Algorithms and data structures are fundamental to efficient code and good software design. Creating and designing excellent algorithms is required for being an exemplary programmer. This repository's goal is to demonstrate how to correctly implement common data structures and algorithms in the simplest and most elegant ways.
Data Structures are the programmatic way of storing data so that data can be used efficiently. Almost every enterprise application uses various types of data structures in one or the other way. This repository will give you a great understanding on Data Structures needed to understand the complexity of enterprise level applications and need of algorithms, and data structures.
From the data structure point of view, following are some important categories of algorithms:
- Search − Algorithm to search an item in a data structure.
- Sort − Algorithm to sort items in a certain order.
- Insert − Algorithm to insert item in a data structure.
- Update − Algorithm to update an existing item in a data structure.
- Delete − Algorithm to delete an existing item from a data structure.
Algorithms are often quite different from one another, though the objective of these algorithms is the same. For example, we know that a set of numbers can be sorted using different algorithms. The number of comparisons performed by one algorithm may vary with others for the same input. Hence, the time complexity of those algorithms may differ. At the same time, we need to calculate the memory space required by each algorithm.
Analysis of algorithm is the process of analyzing the problem-solving capability of the algorithm in terms of the time and size required (the size of memory for storage while implementation). However, the main concern of the analysis of algorithms is the required time or performance.
One naive way of doing this is – implement both the algorithms and run the two programs on your computer for different inputs and see which one takes less time. There are many problems with this approach to the analysis of algorithms.
- It might be possible that for some inputs, the first algorithm performs better than the second. And for some inputs second performs better.
- It might also be possible that for some inputs, the first algorithm performs better on one machine and the second works better on other machines for some other inputs.
Efficiency of an algorithm can be analyzed at two different stages, before implementation and after implementation. They are the following −
- A Priori Analysis − This is a theoretical analysis of an algorithm. Efficiency of an algorithm is measured by assuming that all other factors, for example, processor speed, are constant and have no effect on the implementation.
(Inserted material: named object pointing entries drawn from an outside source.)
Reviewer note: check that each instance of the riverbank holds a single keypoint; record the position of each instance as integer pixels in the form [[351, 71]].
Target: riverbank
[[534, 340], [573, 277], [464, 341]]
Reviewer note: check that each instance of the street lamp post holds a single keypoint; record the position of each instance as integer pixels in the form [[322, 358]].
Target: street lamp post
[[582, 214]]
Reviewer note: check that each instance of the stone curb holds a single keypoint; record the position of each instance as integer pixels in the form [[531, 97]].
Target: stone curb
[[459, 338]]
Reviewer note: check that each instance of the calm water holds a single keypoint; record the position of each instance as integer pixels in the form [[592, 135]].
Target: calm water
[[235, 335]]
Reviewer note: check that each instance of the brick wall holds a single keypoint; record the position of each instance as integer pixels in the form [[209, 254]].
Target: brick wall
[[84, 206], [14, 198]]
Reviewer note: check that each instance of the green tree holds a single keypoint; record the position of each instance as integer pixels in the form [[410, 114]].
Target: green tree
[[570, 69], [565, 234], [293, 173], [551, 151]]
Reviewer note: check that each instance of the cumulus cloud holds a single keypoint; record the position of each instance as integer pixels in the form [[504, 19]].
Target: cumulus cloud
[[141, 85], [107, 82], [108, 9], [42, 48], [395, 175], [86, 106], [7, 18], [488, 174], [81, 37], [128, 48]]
- A Posterior Analysis − This is an empirical analysis of an algorithm. The selected algorithm is implemented using programming language. This is then executed on target computer machine. In this analysis, actual statistics like running time and space required, are collected.
Space complexity of an algorithm represents the amount of memory space required by the algorithm in its life cycle. The space required by an algorithm is equal to the sum of the following two components −
- A fixed part that is a space required to store certain data and variables, that are independent of the size of the problem. For example, simple variables and constants used, program size, etc.
- A variable part is a space required by variables, whose size depends on the size of the problem. For example, dynamic memory allocation, recursion stack space, etc.
Time complexity of an algorithm represents the amount of time required by the algorithm to run to completion. Time requirements can be defined as a numerical function T(n), where T(n) can be measured as the number of steps, provided each step consumes constant time.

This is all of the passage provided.